TurboQuant on Qwen/Qwen3.6-27B

Experimental review of TurboQuant-style KV-cache compression, vector quantization behavior, retrieval quality, and throughput implications on a single 96 GB Blackwell GPU. Technical overview on my blog: https://verbasik.github.io/warp-zone-folio/#/blog/turboquant

📌 At a Glance

A full experimental run was completed for Qwen/Qwen3.6-27B in bfloat16 mode on a single NVIDIA RTX PRO 6000 Blackwell Workstation Edition GPU with 96 GB VRAM.

PASS = 14
WARN = 0
FAIL = 0
SKIP = 0

The full harness executed successfully:

✅ model loading
✅ theoretical TurboQuant checks
✅ real Qwen KV-cache quantization proxy
✅ Needle-in-a-Haystack
✅ compact LongBench-E-style evaluation
✅ throughput sanity check
✅ ANN retrieval benchmark

Main takeaway: TurboQuant shows strong technical properties as a method for KV-cache compression and online vector quantization, but the experiments also confirm an important caveat: headline ratios such as 8x and 6.4x refer primarily to the bit budget of KV-cache values, not to total model memory and not to end-to-end inference speedup.

🧪 Experimental Setup

The experiments were run with the following model/runtime configuration:

{
  "model_id": "Qwen/Qwen3.6-27B",
  "device": "cuda:0",
  "dtype": "bfloat16",
  "model_class": "AutoModelForCausalLM",
  "requested_attn_implementation": "sdpa",
  "resolved_attn_implementation": "sdpa"
}

The model was successfully loaded through AutoModelForCausalLM.

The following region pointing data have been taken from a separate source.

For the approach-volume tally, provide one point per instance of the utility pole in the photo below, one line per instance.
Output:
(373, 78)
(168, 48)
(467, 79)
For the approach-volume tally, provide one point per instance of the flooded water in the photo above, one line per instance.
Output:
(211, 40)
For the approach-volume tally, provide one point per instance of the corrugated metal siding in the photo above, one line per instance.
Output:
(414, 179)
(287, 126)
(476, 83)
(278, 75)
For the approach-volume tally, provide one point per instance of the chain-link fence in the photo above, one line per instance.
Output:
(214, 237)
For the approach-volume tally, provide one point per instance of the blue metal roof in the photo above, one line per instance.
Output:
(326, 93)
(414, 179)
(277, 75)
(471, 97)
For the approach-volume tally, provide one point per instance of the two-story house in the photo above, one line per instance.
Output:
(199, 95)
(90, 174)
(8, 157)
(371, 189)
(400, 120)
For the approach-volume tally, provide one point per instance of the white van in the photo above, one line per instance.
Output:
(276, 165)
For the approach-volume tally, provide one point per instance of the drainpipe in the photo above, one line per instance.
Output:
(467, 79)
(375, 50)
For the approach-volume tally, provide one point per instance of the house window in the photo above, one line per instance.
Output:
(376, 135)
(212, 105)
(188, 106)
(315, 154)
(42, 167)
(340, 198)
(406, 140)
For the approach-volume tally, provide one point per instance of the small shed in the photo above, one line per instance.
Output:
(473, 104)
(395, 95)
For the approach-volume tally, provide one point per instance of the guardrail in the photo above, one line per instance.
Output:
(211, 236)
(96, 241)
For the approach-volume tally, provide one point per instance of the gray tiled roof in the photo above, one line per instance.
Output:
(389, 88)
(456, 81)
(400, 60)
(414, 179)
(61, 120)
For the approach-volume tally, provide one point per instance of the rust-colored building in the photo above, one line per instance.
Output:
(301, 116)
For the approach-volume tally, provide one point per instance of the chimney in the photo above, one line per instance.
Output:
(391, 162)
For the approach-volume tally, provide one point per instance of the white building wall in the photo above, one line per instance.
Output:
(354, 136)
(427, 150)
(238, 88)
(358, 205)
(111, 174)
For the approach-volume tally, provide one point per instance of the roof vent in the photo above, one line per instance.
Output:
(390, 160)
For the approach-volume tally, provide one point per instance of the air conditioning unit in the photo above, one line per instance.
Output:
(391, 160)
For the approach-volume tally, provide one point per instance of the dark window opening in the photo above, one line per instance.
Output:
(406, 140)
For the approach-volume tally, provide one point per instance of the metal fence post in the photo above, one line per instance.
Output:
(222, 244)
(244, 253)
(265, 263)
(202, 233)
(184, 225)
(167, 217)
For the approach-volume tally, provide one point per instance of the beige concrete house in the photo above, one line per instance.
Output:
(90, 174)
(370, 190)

The run used the sdpa attention backend, which avoided an external dependency on flash-attn and allowed the full experiment suite to complete on a single GPU.

Full Launch Command

python3 turboquant.py \
  --suite all \
  --model_id Qwen/Qwen3.6-27B \
  --load_model \
  --local_files_only \
  --torch_dtype bfloat16 \
  --attn_implementation sdpa \
  --needle_context_tokens 32768 \
  --needle_required_bits 3.5 \
  --needle_trials 1 \
  --needle_positions 0.5 \
  --run_longbench \
  --longbench_required_bits 3.5 \
  --longbench_max_examples 6 \
  --longbench_max_prompt_tokens 32768 \
  --longbench_local_dir data \
  --run_throughput \
  --throughput_new_tokens 128 \
  --throughput_warmup 1 \
  --throughput_repeats 3 \
  --ann_use_qwen_embeddings \
  --ann_required_scalar_bits 2,3,4 \
  --ann_pq_index_speedup_threshold 10 \
  --out_dir runs/tq_qwen36_27b_full_sdpa

📊 Summary of Results

Area	Result	Interpretation
Model loading	✅ PASS	`Qwen/Qwen3.6-27B` loaded successfully in `bfloat16`
Compression arithmetic	✅ PASS	`float32 → 4-bit = 8x` is arithmetically correct
Random rotation	✅ PASS	Energy is spread uniformly across coordinates
TurboQuant-mse	✅ PASS	Distortion decreases approximately exponentially with bit-width
TurboQuant-prod / QJL	✅ PASS	Inner-product bias is reduced by almost `5x`
KV-cache accounting	✅ PASS	KV-cache compresses strongly, but total memory improves much less
Real Qwen KV proxy	✅ PASS	3.5-bit and 2.5-bit show controlled distortion growth
Needle-in-a-Haystack	✅ PASS	3.5-bit preserved exact code retrieval at 32k context
LongBench-E-style subset	✅ PASS	3.5-bit matched full precision on compact containment score
Throughput sanity check	✅ PASS	Python simulation is slower than full precision; no production speedup claimed
ANN retrieval	✅ PASS	TurboQuant beats scalar no-rotation at 2–4 bits and indexes much faster than PQ

1. 🔢 Compression Arithmetic

The first experiment checked the basic bit-budget arithmetic:

{
  "float32_bits": 49152,
  "float32_bytes": 6144,
  "quant_bits": 6144,
  "quant_bytes": 768,
  "compression_32_to_4bit": 8.0
}

For a vector of dimension 1536, moving from float32 to a 4-bit representation gives:

49152 bits / 6144 bits = 8x

So the statement:

32-bit → 4-bit = 8x

is arithmetically correct.

Important

This is a compression ratio for a numeric representation. It should not be interpreted as an 8x end-to-end inference speedup.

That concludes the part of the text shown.